Como virou tendência destacar apenas um breve recorte na vida de qualquer cinebiografado, o docudrama Hebe - A Estrela do Brasil, dirigido por Maurício Faria, a partir do roteiro de Carolina Kotscho, traz somente fatos ocorridos nos anos 1980, quando Hebe, com 40 anos de carreira, comprou briga contra a censura, os políticos corruptos, a igreja, os produtores e a televisão, para que tivesse a liberdade de falar o que pensasse e apresentar em seu programa, sempre ao vivo, quem ela quisesse, inclusive transgêneros, como Roberta Close. Nesse período de abertura censurada, ao sentir-se amordaçada e enquadrada em movimentos partidários, já que falava também dos menos favorecidos, clamou: A Hebe não é de direita! A Hebe não é de esquerda! A Hebe é direta!
Além dos atropelos da célebre apresentadora na frente e atrás das câmeras, na televisão, Hebe - A Estrela do Brasil expõe parcialmente um lado menos conhecido de Hebe Camargo (Andréa Beltrão, magnífica): a vida em família, onde o relacionamento harmonioso com o filho Marcelo (Carlos Horowicz) contrasta com a relação conturbada com o abusivo e ciumento marido Lélio (Marco Ricca). Também é tocante o registro sutil da sua solidão, nos bastidores dos holofotes, e a escassa vida social em meio a tanto luxo.
Hebe - A Estrela do Brasil não é um filme hilário, mas tem lá seus breves momentos de humor, num enredo por vezes pesado. A reconstituição de época é excelente. A montagem é ágil e os recortes fotográficos, com Hebe de costas, é genial. O elenco, assim como Andréa Beltrão, não imita, mas interpreta (por exemplo, Roberto Carlos ou Silvio Santos), o que valoriza a personificação. Uma vez que a Globo é a produtora, há que se louvar a liberdade aparentemente incontida das críticas de Hebe a ela e da citação dos canais Bandeirantes e SBT, palcos dos famosos programas. Se bem que não podia ser diferente se o que se busca e dar veracidade ao relato.
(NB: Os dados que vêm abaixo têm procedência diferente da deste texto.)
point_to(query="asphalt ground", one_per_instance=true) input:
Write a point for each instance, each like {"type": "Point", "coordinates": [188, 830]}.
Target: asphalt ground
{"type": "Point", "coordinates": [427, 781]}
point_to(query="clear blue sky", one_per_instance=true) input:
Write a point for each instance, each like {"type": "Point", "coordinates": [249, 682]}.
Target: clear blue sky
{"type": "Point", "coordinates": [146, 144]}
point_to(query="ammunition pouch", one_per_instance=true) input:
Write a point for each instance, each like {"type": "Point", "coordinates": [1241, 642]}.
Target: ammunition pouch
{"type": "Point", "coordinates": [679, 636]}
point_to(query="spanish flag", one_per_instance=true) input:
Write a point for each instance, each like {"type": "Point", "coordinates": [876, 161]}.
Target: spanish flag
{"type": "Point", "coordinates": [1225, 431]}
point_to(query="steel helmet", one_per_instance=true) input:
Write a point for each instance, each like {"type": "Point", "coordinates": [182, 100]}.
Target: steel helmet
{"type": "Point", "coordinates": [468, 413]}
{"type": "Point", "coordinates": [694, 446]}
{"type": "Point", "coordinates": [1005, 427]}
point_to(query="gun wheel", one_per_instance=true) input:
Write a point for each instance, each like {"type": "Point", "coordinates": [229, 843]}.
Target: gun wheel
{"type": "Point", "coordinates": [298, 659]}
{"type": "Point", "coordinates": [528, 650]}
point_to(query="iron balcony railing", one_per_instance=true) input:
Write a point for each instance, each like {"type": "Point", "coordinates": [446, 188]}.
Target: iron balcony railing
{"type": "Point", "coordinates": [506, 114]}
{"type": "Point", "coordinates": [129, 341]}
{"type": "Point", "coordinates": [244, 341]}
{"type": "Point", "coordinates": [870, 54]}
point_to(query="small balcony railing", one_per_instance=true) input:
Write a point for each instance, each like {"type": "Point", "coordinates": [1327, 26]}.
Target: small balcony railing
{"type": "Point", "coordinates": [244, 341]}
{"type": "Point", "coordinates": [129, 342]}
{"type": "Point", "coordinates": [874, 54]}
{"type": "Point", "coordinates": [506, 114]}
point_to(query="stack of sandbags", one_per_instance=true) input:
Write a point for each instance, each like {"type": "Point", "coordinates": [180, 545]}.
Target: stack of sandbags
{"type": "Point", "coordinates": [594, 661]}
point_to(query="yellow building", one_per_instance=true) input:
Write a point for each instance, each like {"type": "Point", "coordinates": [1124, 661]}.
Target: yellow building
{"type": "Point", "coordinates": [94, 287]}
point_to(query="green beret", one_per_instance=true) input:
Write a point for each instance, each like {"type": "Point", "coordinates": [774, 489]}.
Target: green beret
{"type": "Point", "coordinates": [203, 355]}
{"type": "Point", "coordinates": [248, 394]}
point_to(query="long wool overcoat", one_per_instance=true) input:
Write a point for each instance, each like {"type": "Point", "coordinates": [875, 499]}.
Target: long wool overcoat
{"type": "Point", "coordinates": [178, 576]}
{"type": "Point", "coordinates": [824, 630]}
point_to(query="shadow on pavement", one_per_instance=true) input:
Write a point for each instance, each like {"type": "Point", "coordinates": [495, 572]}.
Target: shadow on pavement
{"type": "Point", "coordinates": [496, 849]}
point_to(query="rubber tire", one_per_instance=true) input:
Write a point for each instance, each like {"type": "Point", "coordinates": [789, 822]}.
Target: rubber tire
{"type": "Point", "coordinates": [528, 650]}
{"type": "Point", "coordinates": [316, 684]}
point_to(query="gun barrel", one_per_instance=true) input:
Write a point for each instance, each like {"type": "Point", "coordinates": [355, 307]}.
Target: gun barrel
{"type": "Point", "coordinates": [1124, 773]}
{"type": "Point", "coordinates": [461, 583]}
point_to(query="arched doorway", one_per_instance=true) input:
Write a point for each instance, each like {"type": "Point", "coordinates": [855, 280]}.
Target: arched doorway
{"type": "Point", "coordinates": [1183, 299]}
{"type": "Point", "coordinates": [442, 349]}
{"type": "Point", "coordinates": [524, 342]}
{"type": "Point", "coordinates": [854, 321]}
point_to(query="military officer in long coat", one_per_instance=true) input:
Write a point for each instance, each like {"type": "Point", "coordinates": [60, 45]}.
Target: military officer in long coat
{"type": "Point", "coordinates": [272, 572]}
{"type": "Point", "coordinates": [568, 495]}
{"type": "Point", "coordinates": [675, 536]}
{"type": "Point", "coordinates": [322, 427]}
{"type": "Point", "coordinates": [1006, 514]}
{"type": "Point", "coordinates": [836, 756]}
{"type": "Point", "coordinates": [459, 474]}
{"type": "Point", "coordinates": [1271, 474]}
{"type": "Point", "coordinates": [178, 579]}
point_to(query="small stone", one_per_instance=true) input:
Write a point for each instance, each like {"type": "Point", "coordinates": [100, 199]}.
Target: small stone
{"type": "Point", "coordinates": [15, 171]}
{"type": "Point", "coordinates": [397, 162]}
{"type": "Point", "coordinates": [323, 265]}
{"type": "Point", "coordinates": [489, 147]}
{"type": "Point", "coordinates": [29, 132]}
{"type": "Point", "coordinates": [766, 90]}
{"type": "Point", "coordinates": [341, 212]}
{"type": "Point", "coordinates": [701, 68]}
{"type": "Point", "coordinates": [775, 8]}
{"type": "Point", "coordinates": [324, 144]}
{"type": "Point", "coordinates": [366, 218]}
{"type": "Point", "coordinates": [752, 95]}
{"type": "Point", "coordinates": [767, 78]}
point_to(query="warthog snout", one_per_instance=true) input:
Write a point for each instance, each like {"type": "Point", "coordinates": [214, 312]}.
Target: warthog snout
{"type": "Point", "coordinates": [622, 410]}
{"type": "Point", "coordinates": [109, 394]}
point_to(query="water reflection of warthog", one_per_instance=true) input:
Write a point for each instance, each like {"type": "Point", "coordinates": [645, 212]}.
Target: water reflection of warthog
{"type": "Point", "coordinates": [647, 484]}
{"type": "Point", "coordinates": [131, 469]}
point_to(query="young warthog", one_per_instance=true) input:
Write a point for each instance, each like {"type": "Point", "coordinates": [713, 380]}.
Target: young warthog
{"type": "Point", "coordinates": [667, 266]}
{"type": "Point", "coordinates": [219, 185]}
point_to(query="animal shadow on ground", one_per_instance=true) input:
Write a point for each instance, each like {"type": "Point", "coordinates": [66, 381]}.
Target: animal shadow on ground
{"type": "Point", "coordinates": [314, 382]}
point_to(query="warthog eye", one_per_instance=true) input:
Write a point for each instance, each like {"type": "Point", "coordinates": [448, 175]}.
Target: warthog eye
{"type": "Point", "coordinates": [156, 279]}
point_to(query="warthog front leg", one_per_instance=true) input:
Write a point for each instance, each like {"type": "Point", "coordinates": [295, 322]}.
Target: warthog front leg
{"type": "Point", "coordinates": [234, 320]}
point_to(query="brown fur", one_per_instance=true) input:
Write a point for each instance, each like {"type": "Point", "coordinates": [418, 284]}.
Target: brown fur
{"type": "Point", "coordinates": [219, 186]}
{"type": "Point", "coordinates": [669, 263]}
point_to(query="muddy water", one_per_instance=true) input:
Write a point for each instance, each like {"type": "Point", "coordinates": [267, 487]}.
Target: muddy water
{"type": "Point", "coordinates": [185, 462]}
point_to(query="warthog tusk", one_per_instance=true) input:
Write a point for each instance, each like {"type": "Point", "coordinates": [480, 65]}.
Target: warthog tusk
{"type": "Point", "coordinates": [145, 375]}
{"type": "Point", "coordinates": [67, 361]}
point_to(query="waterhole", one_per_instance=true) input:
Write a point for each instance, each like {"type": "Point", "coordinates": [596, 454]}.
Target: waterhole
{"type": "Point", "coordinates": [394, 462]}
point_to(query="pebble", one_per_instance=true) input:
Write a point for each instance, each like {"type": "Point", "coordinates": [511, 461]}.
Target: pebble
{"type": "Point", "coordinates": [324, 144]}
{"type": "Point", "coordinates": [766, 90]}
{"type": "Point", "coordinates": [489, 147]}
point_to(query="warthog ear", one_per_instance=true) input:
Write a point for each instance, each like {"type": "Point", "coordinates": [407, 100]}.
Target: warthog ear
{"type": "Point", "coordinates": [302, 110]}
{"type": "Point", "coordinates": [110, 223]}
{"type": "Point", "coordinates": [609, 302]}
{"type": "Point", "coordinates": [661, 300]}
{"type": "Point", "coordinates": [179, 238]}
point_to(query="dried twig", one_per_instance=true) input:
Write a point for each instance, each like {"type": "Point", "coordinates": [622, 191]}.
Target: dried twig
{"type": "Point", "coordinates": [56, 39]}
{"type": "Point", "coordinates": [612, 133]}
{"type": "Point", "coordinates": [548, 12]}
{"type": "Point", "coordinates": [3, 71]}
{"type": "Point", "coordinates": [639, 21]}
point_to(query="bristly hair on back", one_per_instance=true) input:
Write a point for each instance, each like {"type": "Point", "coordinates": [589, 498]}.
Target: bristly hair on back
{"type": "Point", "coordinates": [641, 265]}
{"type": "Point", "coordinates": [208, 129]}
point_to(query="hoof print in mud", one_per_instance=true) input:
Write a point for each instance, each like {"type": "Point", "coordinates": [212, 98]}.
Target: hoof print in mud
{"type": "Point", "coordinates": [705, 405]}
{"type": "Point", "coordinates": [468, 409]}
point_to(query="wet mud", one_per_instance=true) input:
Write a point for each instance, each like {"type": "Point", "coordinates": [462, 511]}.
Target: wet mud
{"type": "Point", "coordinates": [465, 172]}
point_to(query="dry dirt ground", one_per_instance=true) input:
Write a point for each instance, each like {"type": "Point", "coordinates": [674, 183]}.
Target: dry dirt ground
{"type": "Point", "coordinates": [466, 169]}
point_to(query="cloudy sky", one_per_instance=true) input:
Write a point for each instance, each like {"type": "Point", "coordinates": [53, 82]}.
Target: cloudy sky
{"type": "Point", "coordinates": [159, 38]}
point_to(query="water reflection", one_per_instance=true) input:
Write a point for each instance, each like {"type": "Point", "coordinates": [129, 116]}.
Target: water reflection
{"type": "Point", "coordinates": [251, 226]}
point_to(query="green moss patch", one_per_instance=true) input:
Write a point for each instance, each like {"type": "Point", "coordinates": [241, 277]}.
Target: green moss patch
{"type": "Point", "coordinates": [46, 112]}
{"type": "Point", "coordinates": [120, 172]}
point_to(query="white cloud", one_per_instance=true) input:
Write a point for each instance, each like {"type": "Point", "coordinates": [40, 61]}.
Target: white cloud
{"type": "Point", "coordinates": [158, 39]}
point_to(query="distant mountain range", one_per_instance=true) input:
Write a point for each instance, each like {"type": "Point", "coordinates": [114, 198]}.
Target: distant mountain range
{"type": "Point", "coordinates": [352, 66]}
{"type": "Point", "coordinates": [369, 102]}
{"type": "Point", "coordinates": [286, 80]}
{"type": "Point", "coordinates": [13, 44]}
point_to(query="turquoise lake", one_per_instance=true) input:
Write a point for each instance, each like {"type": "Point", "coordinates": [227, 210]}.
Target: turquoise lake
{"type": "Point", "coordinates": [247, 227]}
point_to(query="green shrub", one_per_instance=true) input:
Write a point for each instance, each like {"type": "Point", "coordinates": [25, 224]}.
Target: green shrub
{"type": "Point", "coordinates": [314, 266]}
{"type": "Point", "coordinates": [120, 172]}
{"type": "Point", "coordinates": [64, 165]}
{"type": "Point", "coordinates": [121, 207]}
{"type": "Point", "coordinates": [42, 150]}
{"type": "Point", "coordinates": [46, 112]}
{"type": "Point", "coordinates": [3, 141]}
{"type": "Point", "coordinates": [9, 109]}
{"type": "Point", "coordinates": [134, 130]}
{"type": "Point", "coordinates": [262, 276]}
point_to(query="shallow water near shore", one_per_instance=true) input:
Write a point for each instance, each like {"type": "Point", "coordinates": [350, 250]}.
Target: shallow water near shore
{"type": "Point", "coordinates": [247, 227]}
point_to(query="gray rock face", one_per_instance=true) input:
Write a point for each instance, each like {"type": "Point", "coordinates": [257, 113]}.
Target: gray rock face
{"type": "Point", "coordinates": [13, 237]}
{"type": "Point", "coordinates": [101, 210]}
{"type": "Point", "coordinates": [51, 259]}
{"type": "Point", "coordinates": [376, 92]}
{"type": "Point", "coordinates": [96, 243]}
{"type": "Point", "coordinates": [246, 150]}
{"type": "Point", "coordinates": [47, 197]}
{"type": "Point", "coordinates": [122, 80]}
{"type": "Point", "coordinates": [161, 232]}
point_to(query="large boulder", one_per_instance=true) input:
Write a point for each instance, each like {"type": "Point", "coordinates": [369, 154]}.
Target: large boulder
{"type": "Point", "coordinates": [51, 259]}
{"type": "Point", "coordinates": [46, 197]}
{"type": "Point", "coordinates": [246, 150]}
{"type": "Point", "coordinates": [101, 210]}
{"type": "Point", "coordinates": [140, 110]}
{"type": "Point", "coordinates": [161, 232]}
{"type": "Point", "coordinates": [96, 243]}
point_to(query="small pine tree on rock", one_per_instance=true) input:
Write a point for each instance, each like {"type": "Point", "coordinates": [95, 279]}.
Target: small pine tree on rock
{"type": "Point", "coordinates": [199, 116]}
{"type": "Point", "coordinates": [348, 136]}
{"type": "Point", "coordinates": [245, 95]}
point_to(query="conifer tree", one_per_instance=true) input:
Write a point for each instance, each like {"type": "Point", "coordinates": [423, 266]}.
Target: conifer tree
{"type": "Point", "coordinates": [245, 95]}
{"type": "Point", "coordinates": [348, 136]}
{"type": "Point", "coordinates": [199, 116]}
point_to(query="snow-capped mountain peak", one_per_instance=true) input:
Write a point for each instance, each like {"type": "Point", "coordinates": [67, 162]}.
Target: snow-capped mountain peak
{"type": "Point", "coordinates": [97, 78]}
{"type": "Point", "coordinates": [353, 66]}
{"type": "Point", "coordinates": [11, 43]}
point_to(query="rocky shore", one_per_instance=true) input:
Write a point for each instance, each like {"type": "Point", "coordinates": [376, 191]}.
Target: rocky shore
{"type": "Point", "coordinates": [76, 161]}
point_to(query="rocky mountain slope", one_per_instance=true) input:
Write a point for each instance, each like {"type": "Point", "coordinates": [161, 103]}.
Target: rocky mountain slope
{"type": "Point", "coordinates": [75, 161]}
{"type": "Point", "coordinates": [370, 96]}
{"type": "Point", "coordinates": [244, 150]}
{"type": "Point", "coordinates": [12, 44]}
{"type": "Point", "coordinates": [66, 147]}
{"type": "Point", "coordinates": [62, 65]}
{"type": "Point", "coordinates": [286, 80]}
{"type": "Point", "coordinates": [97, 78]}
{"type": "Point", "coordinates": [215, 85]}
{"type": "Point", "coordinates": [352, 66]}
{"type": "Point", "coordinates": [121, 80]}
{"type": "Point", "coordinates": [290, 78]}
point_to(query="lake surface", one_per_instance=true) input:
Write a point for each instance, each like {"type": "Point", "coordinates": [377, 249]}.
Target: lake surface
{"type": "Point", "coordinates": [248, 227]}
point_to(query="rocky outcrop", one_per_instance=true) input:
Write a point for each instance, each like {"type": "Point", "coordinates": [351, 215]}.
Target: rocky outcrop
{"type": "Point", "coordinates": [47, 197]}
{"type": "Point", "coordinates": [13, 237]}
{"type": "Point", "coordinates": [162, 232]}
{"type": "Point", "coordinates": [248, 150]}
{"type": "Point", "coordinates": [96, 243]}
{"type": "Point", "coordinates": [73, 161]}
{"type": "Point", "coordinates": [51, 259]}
Enfim, esta pode não ser aquela cinebiografia ampla, geral e irrestrita, recheada de divertidas fofocas, que todo fã espera dos seus ídolos, mas vale pelo registro de seus dias mais emblemáticos, quando finalmente Hebe vence a hipocrisia política, religiosa e televisiva e conquista definitivamente o seu direito de dar voz a quem bem entendesse. O que não quer dizer que nas décadas seguintes sua vida tenha sido um mar de flores perfumadas.